Growing up in New England, I missed hearing about the murder of the Clutter family in 1959. When people talked about “In Cold Blood” several years later, in college, I was repulsed by what I heard, both by the murderers and by Truman Capote, who rang my “creepy” bell. 

Years later I moved to Kansas and lived next door to Norman and Roxy Callison, who became my teachers of most things Kansas. 

One thing I learned — to my shock — was that Norman, a teacher at Winfield High School, taught “In Cold Blood” every year.  

I reacted with horror — how could he teach kids something so wretched? Of course he challenged me: Had I read it? Despite my huffing, I had to admit I had not. He suggested I read it before I passed any more judgments. 

I did read it, but I don’t remember it very well. I remember the terror Capote elicits as the two killers are making their way across Kansas to the Clutter home. And I remember how Capote made the killers surprisingly human, not monstrous. 
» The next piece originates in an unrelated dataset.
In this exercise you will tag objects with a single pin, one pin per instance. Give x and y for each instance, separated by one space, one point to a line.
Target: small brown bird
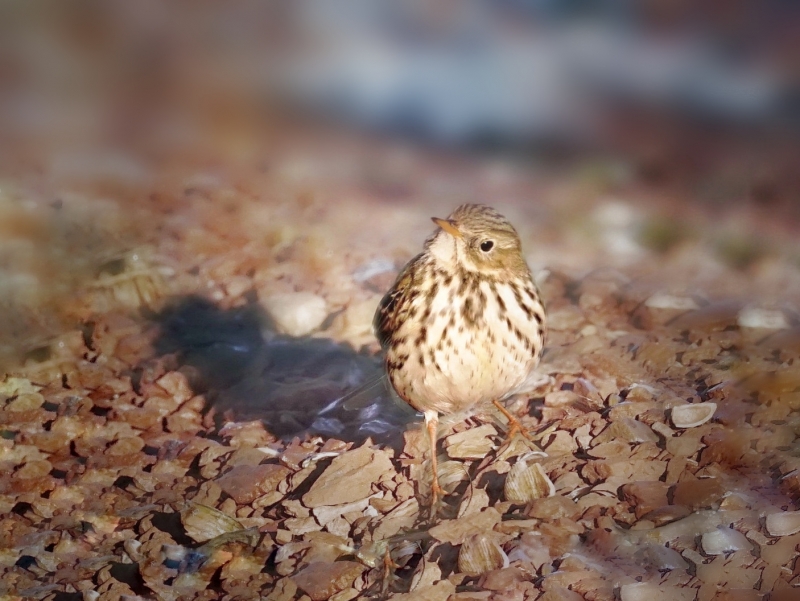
463 323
What I remember most clearly about it is how well the book was written. Capote was an amazing prose stylist, and he used that ability to make us care not only about the Clutters and the people from Holcomb and Garden City but about the killers and their fates.

But why did Norman Callison teach the book to students who typically had a hard time in English classes? 

Norman had taught those classes for years. On one level he resented not being able to teach the top English students. But according to his peers, he was terrific at teaching the more challenged students, and one of his tools was “In Cold Blood.”

Roxy remembered that when Norman was living in Emporia and doing graduate work, the place he lived was just blocks away from where the killers were when they went through the town. That coincidence was one way in which Norman himself became connected with the book.

“It was a life connection,” said his daughter Amanda Porter, English and drama teacher at WHS. Norman used the book as one of the tools for teaching kids about how to prepare for life. Because the events happened in Kansas, the students felt a connection with them and with the book, even as Norman did. 

“In Cold Blood” is not an easy read. But because the students were so interested in the story, they took it on. By the end of it, some were reading above grade level and just about all had improved their reading skills. Norman had told me that and Amanda confirmed it.

The kids Norman taught were “tough,” Amanda said, and they knew about the  seamy side of the world pictured in the book. The book is a visual aid that showed what can happen to boys who think they’re smarter than everyone else. 

What they didn’t understand at the beginning of the book as well as they did at the end was the role of community in the story — the community that supported the Clutters, the wider U.S. community that looked at Kansans as rubes, the artistic community that saw the story as an apt subject for an artist’s creative license. 

The book also presents lots of questions about the readers’ responsibilities to community, whether one perceives oneself as an insider or outside, and much of Norman’s teaching was about helping students find their places in community.

I shared Norman’s focus on community with  Carl Martin, whom I’d interviewed about the Clutter famly’s connection with Southwestern College. Carl, who has never read “In Cold Blood,” spoke of the violence and lack of community that he perceives in contemporary society reaching back to the time of the events that inspired “In Cold Blood.”  

Carl could only shake his head at hearing how Norman had approached the book  as a means to learn about community and one’s place in it. But Carl also took away something to think about.

I wonder if he’ll decide to read “In Cold Blood.”